Filtered Sunshine
Skylight is the debut album from Kid Smpl, and that’s “simple,” not to be confused with “sample” or anything else you might be thinking of. Smpl actually started out as Kid Simple, but cut out the superfluous vowels. This is Joey Butler, a young producer from Seattle making the kind of music you might be thinking a young producer from Seattle would make.
Skylight is a dozen songs built on a foundation of soft, vague, ambient synthesizer melodies gradually warming up like a radiating space heater inside your headphones. Bursts of heavily distorted vocal samples twist rhythmically through many of the tracks. Sometimes, but not always, elements of percussion lace a sense of time into the music, often using little more than a high-hat and a snare. This is the record you listen to before bed time to calm yourself down.

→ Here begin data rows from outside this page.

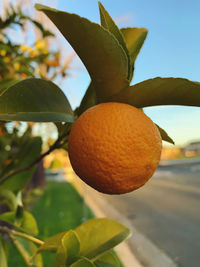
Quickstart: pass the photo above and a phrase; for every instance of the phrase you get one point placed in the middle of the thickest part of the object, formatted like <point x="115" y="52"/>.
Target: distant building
<point x="171" y="152"/>
<point x="192" y="149"/>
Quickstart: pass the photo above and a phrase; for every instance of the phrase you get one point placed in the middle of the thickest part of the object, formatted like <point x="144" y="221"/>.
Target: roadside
<point x="137" y="251"/>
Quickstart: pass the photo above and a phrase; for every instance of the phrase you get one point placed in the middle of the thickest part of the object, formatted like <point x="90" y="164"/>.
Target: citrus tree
<point x="109" y="55"/>
<point x="18" y="60"/>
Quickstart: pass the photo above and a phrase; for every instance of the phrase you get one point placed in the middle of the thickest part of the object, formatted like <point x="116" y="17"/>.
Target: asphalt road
<point x="167" y="211"/>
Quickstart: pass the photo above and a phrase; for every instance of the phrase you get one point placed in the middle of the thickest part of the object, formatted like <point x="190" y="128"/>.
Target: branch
<point x="56" y="145"/>
<point x="29" y="237"/>
<point x="20" y="249"/>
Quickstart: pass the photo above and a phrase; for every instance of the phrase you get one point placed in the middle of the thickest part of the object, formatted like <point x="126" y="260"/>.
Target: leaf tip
<point x="41" y="7"/>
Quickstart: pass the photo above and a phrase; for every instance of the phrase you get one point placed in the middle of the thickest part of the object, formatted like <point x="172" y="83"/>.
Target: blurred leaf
<point x="108" y="258"/>
<point x="103" y="264"/>
<point x="63" y="128"/>
<point x="35" y="100"/>
<point x="30" y="250"/>
<point x="161" y="91"/>
<point x="164" y="135"/>
<point x="68" y="250"/>
<point x="100" y="235"/>
<point x="6" y="84"/>
<point x="3" y="258"/>
<point x="44" y="32"/>
<point x="99" y="50"/>
<point x="88" y="100"/>
<point x="7" y="197"/>
<point x="108" y="23"/>
<point x="29" y="151"/>
<point x="83" y="263"/>
<point x="8" y="217"/>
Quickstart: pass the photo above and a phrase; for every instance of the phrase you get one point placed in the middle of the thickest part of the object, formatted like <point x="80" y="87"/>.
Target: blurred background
<point x="166" y="211"/>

The music of Skylight itself is well done, soothing and engaging, but it is not for the impatient listener. The songs are generally repetitive and don’t seem to develop so much as they settle into tones and emphasize themselves. Many tracks have an almost identical palette. Some would say they all sound the same, and that may be somewhat true. What makes this interesting, however is the way these mostly similar tracks are presented.
Every one of Smpl’s songs on Skylight has its own unique feel despite the mantra-like repetition that seems to pervade them so much, and they seem to change their intensity in ebbs and flows throughout the record. As each subsequent track becomes stronger, louder, and more bold throughout the album, the whole thing starts to feel like one long symphony broken up into movements. It’s a strange and impressive effect, but it may be lost on those who lose interest before things get interesting.
This is a record made for sitting still, and one that fits in nicely with the values of some of the great classics of ambient and minimalist music. Kid Smpl’s music here is not dramatic or spirited, it’s subdued, serene, and sometimes practically grey. Like taking a walk in the autumn rain, Skylight will either fill you with calm and placidity or make you want to skip to the end and stay dry.